O carnaval é uma festa esplêndida, em constante transformação. Em sua essência, parece haver uma comunhão de alegria. Do inconsciente, jorra um mundo mágico de máscaras com personagens que gostaríamos de ser. O Brasil, então, torna-se o país dos sonhos. Dizem que seu carnaval é o maior porque exalta a paz.

Mas não custa nada fazer algumas observações. A invasão de atrizes e manequins como madrinhas de bateria das escolas de samba, por exemplo, soa um tanto sofisticada, artificial e fora de compasso. Nada contra a Luiza Brunet, a Gisele Bünchem ou a Cláudia Raia, pelo contrário, elas são lindas, sorriem até demais e exercitam razoavelmente o samba no pé. Entretanto, com todo o respeito à mistura de raças, quem é bamba sabe que ali está faltando ginga, ritmo e o verdadeiro requebrado de uma rainha do samba.

Não adianta a TV, através de seus locutores esportivos, querer meter na cabeça dos telespectadores que elas – as modelos e atrizes – estão arrasando na avenida e que o povão nas arquibancadas está indo ao delírio, quando as imagens são veiculadas e em nada correspondem ao que eles afirmam! Ou seja, o repórter fala que a modelo está com o samba no pé e a imagem mostra que ela é simplesmente esforçada e espalhafatosa.

Agora, ouvir uma dessas beldades, ao ser entrevistada após o desfile, dizer que “ama de paixão a escola de samba tal”, quando se sabe que ela desfilaria por várias outras, é dose! È como o jogador de futebol que faz um gol e corre para a torcida beijando a emblema do clube, embora todos presentes no estádio saibam que ele fez a mesma atitude quando jogava pelo time rival. O carnaval, assim como o futebol, converteu-se mesmo em espetáculo, ainda que venha com o invólucro da paixão.

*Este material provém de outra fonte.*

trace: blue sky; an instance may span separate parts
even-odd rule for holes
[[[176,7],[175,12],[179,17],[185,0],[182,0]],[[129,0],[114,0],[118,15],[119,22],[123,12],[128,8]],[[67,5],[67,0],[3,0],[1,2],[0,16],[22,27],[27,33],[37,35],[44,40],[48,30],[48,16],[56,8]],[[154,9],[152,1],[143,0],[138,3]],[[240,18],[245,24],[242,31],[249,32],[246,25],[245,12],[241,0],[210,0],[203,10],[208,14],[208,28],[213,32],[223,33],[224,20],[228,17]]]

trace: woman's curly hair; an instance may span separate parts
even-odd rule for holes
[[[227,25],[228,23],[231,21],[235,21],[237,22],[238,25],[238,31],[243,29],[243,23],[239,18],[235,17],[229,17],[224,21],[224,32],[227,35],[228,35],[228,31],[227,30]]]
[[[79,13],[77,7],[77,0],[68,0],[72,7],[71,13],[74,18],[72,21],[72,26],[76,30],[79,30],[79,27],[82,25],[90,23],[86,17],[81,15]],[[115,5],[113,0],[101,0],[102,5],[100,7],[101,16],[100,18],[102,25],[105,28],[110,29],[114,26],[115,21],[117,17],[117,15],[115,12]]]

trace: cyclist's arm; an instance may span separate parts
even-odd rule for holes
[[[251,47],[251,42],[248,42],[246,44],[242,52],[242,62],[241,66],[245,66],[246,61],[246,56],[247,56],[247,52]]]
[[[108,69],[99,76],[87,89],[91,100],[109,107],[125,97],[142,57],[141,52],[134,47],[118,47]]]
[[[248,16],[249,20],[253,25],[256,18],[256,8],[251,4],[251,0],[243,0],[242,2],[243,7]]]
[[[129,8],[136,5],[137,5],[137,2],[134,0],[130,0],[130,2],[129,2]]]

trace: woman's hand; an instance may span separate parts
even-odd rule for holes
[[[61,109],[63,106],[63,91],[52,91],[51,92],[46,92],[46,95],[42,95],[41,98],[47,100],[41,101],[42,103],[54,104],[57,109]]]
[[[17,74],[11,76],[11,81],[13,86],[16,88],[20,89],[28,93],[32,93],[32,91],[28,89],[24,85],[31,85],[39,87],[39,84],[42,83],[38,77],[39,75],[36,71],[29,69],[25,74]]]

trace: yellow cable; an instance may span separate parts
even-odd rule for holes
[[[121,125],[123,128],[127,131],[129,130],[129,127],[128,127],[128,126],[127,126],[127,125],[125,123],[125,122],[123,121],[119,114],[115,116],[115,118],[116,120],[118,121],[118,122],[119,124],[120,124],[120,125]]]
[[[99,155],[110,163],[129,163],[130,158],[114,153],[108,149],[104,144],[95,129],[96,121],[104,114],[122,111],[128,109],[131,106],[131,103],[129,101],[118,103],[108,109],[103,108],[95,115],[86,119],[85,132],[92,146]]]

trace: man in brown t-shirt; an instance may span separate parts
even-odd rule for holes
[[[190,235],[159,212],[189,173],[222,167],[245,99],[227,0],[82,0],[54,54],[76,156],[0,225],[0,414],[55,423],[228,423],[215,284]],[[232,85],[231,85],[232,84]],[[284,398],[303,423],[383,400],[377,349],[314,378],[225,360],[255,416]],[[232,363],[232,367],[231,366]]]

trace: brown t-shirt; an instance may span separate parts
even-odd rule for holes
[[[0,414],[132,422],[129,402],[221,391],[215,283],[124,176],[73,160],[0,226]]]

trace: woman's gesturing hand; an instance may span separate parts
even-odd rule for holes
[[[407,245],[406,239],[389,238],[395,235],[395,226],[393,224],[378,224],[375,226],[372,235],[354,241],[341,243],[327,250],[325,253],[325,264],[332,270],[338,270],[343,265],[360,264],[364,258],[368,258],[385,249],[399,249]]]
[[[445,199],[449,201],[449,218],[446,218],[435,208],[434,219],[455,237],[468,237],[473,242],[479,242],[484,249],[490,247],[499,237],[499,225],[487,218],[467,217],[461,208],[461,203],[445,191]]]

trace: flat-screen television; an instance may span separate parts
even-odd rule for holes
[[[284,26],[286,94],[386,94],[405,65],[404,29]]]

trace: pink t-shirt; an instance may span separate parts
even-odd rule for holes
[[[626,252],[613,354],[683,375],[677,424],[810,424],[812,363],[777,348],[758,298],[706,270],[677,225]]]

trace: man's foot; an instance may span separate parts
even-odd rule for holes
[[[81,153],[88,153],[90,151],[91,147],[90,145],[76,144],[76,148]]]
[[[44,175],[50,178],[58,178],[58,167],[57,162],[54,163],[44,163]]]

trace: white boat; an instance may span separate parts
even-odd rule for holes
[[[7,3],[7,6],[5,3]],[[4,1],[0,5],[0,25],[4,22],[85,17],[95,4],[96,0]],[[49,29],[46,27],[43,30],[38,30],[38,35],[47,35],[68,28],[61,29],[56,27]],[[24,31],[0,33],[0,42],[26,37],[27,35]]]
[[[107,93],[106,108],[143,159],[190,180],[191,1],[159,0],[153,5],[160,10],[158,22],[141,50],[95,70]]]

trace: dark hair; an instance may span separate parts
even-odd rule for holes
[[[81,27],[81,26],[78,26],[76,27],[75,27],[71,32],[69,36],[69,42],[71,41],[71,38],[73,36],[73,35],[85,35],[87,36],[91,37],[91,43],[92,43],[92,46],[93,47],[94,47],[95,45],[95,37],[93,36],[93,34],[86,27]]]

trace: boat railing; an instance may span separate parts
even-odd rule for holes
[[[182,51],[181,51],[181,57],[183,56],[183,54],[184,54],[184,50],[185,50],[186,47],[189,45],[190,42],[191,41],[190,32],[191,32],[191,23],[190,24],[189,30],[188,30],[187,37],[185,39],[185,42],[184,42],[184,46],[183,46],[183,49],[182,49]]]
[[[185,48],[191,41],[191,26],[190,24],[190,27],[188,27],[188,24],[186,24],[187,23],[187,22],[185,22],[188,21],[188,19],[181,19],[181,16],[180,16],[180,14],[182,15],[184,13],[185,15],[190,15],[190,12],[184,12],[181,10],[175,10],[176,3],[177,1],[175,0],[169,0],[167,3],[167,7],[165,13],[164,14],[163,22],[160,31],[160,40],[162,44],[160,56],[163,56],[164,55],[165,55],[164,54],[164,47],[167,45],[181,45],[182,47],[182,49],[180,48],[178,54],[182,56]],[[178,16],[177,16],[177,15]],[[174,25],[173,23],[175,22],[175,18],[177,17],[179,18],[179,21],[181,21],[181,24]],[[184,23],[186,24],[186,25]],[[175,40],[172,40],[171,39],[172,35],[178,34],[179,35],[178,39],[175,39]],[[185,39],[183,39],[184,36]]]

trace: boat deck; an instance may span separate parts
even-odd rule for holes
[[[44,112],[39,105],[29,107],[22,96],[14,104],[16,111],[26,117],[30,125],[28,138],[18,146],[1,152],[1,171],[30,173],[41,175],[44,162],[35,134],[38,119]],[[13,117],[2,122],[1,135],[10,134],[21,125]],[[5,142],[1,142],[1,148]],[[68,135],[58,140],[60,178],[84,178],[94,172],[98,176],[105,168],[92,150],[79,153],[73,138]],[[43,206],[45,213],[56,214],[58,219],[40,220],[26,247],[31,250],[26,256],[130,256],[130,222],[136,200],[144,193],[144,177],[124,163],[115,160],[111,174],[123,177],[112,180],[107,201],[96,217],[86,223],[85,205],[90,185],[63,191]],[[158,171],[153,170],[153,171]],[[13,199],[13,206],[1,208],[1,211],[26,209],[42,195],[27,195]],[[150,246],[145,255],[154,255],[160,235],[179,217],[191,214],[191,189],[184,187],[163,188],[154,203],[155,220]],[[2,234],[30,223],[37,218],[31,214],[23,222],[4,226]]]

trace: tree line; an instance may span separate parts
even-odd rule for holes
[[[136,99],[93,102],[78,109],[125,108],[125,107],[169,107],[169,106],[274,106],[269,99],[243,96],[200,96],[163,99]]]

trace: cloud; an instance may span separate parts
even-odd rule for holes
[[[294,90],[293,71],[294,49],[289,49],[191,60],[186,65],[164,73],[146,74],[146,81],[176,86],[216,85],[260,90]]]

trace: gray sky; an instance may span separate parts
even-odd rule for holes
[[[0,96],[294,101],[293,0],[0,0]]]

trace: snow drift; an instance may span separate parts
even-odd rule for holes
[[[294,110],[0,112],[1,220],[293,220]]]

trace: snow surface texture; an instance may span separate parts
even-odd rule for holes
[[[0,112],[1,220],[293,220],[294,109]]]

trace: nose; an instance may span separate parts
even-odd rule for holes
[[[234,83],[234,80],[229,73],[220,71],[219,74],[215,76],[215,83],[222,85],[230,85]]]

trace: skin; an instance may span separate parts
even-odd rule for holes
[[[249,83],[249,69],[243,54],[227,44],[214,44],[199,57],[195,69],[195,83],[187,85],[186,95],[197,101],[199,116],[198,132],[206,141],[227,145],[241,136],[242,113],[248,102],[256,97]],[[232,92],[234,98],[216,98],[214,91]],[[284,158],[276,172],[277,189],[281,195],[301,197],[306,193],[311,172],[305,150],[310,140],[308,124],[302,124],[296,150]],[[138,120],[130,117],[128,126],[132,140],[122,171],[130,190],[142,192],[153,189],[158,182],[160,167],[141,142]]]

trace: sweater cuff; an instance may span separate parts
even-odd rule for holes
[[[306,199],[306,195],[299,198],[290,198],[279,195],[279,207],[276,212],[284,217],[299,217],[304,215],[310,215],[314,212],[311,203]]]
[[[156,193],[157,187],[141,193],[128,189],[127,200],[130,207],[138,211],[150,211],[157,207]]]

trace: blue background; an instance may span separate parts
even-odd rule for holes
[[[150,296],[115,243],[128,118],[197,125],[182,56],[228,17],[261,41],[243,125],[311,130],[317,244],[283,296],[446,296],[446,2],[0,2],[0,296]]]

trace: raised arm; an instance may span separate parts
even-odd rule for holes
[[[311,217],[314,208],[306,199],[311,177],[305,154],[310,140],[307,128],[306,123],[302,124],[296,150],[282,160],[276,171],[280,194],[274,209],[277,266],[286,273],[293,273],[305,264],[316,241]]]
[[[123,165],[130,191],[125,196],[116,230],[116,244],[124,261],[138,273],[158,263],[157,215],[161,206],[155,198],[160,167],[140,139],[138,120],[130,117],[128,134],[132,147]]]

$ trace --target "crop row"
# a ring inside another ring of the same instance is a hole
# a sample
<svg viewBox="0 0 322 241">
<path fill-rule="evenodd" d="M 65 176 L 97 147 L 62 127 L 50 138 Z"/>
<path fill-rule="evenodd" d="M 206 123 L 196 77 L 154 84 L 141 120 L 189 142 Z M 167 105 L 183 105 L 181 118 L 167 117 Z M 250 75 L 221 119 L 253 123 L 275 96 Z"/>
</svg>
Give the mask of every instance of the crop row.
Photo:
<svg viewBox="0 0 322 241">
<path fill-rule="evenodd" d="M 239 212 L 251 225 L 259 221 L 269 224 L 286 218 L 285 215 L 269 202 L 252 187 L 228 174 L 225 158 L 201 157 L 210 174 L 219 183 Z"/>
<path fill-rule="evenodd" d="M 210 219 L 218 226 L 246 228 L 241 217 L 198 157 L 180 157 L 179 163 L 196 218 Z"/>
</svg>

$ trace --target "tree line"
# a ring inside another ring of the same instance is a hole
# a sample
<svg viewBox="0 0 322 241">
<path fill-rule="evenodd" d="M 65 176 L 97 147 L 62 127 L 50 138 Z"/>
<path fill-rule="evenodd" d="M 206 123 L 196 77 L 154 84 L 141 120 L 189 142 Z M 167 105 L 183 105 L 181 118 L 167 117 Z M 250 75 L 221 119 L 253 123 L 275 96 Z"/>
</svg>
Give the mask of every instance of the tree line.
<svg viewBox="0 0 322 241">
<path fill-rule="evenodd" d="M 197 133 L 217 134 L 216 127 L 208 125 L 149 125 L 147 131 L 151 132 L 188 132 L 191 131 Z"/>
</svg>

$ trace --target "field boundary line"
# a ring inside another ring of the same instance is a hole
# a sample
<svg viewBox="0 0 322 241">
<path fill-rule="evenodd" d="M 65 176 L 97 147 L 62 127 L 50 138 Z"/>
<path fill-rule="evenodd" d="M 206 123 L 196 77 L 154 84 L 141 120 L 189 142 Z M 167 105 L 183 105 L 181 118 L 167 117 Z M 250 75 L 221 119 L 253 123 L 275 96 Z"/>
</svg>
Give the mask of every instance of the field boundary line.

Muitos pagam caro para sair no desfile de uma escola de samba. Como o carnaval é a apoteose da vaidade e uma grande festa para turista ver, aproveito para contar a historinha de um amigo que gastou uma grana para sair na Sapucaí. Ele viajou e pediu a todos os conhecidos que ficassem de olho na telinha. Gente, fizeram maldade com nosso folião! Deram-lhe uma fantasia que o tornou irreconhecível. Mas, folião que é folião não desiste nunca. Hoje ele sai no bloco dos sujos, aqui em Fortaleza, e é eterno candidato a vereador.